100 tasks are run in parallel and they update their completed status to the main program. I use a CountDownLatch to wait for task completion.
import java.util.concurrent.*;
import java.util.*;
public class Runner {
// Should be replaced with Collections.synchronizedList(new ArrayList<Integer>())
public List<Integer> completed = new ArrayList<Integer>();
/**
* #param args
*/
public static void main(String[] args) {
Runner r = new Runner();
ExecutorService exe = Executors.newFixedThreadPool(30);
int tasks = 100;
CountDownLatch latch = new CountDownLatch(tasks);
for (int i = 0; i < tasks; i++) {
exe.submit(r.new Task(i, latch));
}
try {
latch.await();
System.out.println("Summary:");
System.out.println("Number of tasks completed: "
+ r.completed.size());
} catch (InterruptedException e) {
e.printStackTrace();
}
exe.shutdown();
}
class Task implements Runnable {
private int id;
private CountDownLatch latch;
public Task(int id, CountDownLatch latch) {
this.id = id;
this.latch = latch;
}
public void run() {
Random r = new Random();
try {
Thread.sleep(r.nextInt(5000)); //Actual work of the task
} catch (InterruptedException e) {
e.printStackTrace();
}
completed.add(id);
latch.countDown();
}
}
}
When i ran the application 10 times and at least 3 to 4 times the program did not print correct number of completed tasks.
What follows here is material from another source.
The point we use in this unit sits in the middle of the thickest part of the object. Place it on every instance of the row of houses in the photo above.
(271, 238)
Ideally it should print 100(if no exceptions happen). But in some cases it was printing 98, 99 etc.
Thus it proves that concurrent updates of ArrayList will not give correct results.
If i replace the ArrayList with a Synchronized version, the program outputs the correct results.
you can use List l = Collections.synchronizedList(new ArrayList()); if you want thread safe version of arrayList.
The behavior is probably undefined since ArrayList isn't threadsafe. If you modify the list while an Iterator is interating over it then you will get a ConcurrentModificationException. You can wrap the ArrayList with Collection.synchronizedList or use a thread-safe collection (there are many), or just put the add calls in a synchronized block.
You could use instead of ArrayList(); :
Collections.synchronizedList( new ArrayList() );
or
new Vector();
synchronizedList as of me preferable because it's:
faster on 50-100%
can work with already existing ArrayList's
In my recently experience using ArrayList to add new elements from different threads will miss a few of them, so using Collections.synchronizedList(new ArrayList()) avoid that issue.
List<String> anotherCollection = new ArrayList<>();
List<String> list = new ArrayList<>();
// if 'anotherCollection' is bigger enough it will miss some elements.
anotherCollection.parallelStream().forEach(el -> list.add("element" + el));
List<String> listSync = Collections.synchronizedList(new ArrayList<>());
// regardless of 'anotherCollection' is bigger it will add all the elements.
anotherCollection.parallelStream().forEach(el -> list.add("element" + el));
java.util.concurrent has a thread-safe array list. The standard ArrayList is not thread-safe and the behavior when multiple threads update at the same time is undefined. There can also be odd behaviors with multiple readers when one or more threads is writing at the same time.
http://java.sun.com/j2se/1.4.2/docs/api/java/util/ArrayList.html
Note that this implementation is not synchronized. If multiple threads access an ArrayList instance concurrently, and at least one of the threads modifies the list structurally, it must be synchronized externally.
Since there is no synchronization internally, what you theorize is not plausible.
So, things get out of sync, with unpleasant and unpredictable results.